18 June 2010

Summer Thoughts

A beautiful summer's day - and a bonus that it was my day off.  Woke and had breakfast and prayed Matins while Cindi was out for her run and biking, then I headed out not long after she came back.  Very hot today and so I ended up only running 3 miles and then biking the seven up to the swamp and back.  As I was biking along and enjoying the sunshine, and later as I floated in the pool, my mind went back to childhood.

I remembered the wonderful summer visits to the country, when we'd stay at my Grandpa's (later belonging to my Aunt and Uncle).  Morning brought breakfast - country sausage or scrapple, thick slabs of bacon, fresh cantaloupes from the garden, cereals and fruits and so much more.  What did I eat?  I remember almost always choosing a piece of toast with that country butter - it had to be dotted on the bread and slipped into the oven of the wood stove to melt a little, and a strong cup of Aunt Emma's coffee.

Then George and I were out and about.  We loved to play in the branch.  Minnows darted to and fro in the water, crawdads hid under the rocks, water skippers skimmed the surface, and colorful dragonflies hovered here and there.  Sometimes we'd head into Buzzard's Roost and carve our names on the trees (as had generations before us), or we'd drink water from the springs that came out of the side of the hill - one came right from a tree's root.

I loved the time there best of all.  But I had my other grandparents to visit too - no children around there, though.  But wonderful memories of iced tea so sweet it hurt to drink it, the most delicious cornbread in all the world (wood stoves and their ovens cannot be beat for flavor).  Most of all I remember the birds.  When the meal was done, Grandma Bess would scatter some of the corn bread along some boards nailed to the top of a couple posts, and the birds flocked down to eat.  All kinds of beautiful birds - blue birds and cardinals and I can't remember what all.  Just that it was always wonderful to see.

Evenings were usually spent back at the other farm.  I can hear the slow creak of the front porch swing as dust began to settle and we listened to hear the first of the whippoorwill's song.  Sometimes a board game or two in the evening.  Then back with the crowd of adults on the screened in porch for laughter and talking and story telling.  And how many nights did Sue just about put me to sleep as she scratched my back?  Beautiful and wonderful memories.

Both houses sit empty now - my father's parent's home falling apart; my mother's parent's home in much better shape.  I'm glad for growing up with lots and lots of trips to the country.  It's why I think I never took to camping - why camp?  You can have all the benefits and none of the hassles by visiting the family and heading out to the fields, the woods, the branch or run, and the rivers.  I think I'm thinking about it a lot because my cousin's son was suddenly killed - an auto accident this week.  I'm sure I met him but it was long ago.  I wonder if he had the same joys about the old place that his mother's generation had?  I hope he did.  And may God rest his soul.


Becky said...

Enjoyed reading the memories of your grandparents' homes.

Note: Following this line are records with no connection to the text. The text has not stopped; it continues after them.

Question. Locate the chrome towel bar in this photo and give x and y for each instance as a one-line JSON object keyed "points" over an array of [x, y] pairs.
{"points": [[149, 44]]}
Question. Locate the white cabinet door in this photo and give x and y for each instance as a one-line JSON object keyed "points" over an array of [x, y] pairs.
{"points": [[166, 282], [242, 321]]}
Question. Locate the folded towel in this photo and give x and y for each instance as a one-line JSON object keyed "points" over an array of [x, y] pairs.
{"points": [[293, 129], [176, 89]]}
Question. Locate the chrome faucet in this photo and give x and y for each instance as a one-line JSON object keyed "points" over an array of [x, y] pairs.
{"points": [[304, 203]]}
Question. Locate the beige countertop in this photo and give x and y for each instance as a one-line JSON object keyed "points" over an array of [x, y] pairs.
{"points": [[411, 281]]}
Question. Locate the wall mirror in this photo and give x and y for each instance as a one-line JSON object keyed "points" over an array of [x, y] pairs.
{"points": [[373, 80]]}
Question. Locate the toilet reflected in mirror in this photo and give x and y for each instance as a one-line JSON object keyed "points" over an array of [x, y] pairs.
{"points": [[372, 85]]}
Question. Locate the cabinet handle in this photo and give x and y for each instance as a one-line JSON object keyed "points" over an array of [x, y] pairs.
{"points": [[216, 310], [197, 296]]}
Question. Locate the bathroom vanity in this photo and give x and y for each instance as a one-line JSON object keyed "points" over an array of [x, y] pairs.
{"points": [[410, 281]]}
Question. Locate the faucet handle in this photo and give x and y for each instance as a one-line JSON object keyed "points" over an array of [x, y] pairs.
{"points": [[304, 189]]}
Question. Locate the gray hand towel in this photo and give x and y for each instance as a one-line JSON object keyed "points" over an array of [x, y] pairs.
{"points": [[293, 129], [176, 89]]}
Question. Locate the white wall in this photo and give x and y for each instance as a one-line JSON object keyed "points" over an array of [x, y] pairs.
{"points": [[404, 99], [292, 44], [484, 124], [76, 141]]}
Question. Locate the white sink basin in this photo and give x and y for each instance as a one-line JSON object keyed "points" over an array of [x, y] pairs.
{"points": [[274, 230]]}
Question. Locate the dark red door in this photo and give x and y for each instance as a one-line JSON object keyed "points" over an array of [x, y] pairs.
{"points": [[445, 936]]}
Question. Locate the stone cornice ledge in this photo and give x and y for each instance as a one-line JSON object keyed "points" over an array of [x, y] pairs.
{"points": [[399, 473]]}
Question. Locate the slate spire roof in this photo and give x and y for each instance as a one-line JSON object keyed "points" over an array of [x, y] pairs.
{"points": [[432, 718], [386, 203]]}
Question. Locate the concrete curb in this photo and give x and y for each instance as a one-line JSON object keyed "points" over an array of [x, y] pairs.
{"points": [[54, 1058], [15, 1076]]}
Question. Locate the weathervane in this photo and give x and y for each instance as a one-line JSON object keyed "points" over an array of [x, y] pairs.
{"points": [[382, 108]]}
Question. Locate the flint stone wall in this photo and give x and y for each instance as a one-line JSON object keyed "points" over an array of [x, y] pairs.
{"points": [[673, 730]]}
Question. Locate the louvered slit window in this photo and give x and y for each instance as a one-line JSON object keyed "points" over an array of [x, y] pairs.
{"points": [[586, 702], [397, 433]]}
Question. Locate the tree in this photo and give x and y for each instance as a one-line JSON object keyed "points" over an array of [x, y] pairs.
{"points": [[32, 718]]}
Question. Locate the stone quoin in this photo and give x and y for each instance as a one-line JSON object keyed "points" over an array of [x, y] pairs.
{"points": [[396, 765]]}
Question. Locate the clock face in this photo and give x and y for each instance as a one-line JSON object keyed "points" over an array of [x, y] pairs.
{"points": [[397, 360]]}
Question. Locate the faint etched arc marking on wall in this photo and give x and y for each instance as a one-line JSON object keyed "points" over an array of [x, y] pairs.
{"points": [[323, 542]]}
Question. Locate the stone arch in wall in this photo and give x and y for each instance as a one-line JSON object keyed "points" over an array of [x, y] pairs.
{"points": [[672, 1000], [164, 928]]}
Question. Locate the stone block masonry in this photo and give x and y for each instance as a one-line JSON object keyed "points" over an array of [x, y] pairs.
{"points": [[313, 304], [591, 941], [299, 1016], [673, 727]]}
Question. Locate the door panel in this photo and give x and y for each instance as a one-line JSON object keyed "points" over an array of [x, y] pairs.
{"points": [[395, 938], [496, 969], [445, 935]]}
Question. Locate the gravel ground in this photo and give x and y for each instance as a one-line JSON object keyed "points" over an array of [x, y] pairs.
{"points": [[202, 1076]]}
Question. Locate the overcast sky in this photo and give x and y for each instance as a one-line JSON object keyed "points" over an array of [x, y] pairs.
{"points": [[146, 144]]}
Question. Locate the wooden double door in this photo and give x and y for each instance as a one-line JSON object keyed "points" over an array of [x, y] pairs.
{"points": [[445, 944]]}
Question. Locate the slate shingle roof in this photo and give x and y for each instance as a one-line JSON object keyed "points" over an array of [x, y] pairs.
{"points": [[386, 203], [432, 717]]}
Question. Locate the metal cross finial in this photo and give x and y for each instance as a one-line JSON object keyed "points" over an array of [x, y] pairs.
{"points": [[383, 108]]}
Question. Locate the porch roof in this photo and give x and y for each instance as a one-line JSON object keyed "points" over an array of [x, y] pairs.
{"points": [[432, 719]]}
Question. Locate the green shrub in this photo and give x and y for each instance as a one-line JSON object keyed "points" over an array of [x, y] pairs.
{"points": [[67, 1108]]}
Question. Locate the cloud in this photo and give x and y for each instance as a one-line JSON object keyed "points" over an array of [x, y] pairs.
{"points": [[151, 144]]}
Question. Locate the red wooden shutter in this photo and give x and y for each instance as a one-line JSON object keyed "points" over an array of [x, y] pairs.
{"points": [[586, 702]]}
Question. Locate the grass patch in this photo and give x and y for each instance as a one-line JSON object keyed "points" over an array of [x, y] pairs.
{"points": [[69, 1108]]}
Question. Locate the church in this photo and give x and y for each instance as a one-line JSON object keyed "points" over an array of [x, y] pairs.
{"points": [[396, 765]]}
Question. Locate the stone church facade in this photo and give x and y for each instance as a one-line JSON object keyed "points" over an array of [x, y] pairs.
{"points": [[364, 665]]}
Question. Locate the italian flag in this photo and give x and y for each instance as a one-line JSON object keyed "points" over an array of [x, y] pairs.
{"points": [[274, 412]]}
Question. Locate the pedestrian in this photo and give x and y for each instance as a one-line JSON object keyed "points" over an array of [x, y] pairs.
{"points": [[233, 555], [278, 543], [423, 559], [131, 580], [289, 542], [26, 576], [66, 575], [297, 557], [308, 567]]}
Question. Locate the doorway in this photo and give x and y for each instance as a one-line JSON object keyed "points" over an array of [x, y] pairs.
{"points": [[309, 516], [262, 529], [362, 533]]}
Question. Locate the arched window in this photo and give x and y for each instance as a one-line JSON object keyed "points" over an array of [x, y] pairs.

My father's folks lived across the field from us. Grandpa had a small farm. My siblings and I spent as much time there in the summer as we did at home I think. Grandma used to pay us 50 cents a quart to pick wild blackberries. After she bought them, she'd make a cobbler and we'd eat it. A pretty good deal! We waded in the creeks, played with bailing twine and used our imaginations A LOT. By the way, we called them water striders. Maybe that's a fly-over state term. Sounds like you had a very nice day off.

Jeremy Loesch said...

Thanks for the note Will. Seems familiar to my grandparents' place in Houston MO. You know it's rural when Houston is described as being halfway between Licking and Cabool.

My children are going to be raised in a much more suburban setting than I was, but my wife and I are grateful that U-Pick orchards are close by and that we can get our hands dirty with our own tomato plants and blueberry bushes and flower garden.

Sorry to hear about your cousin's son. I hope that your words on "Lord, Thee I Love" will give you some comfort and solace.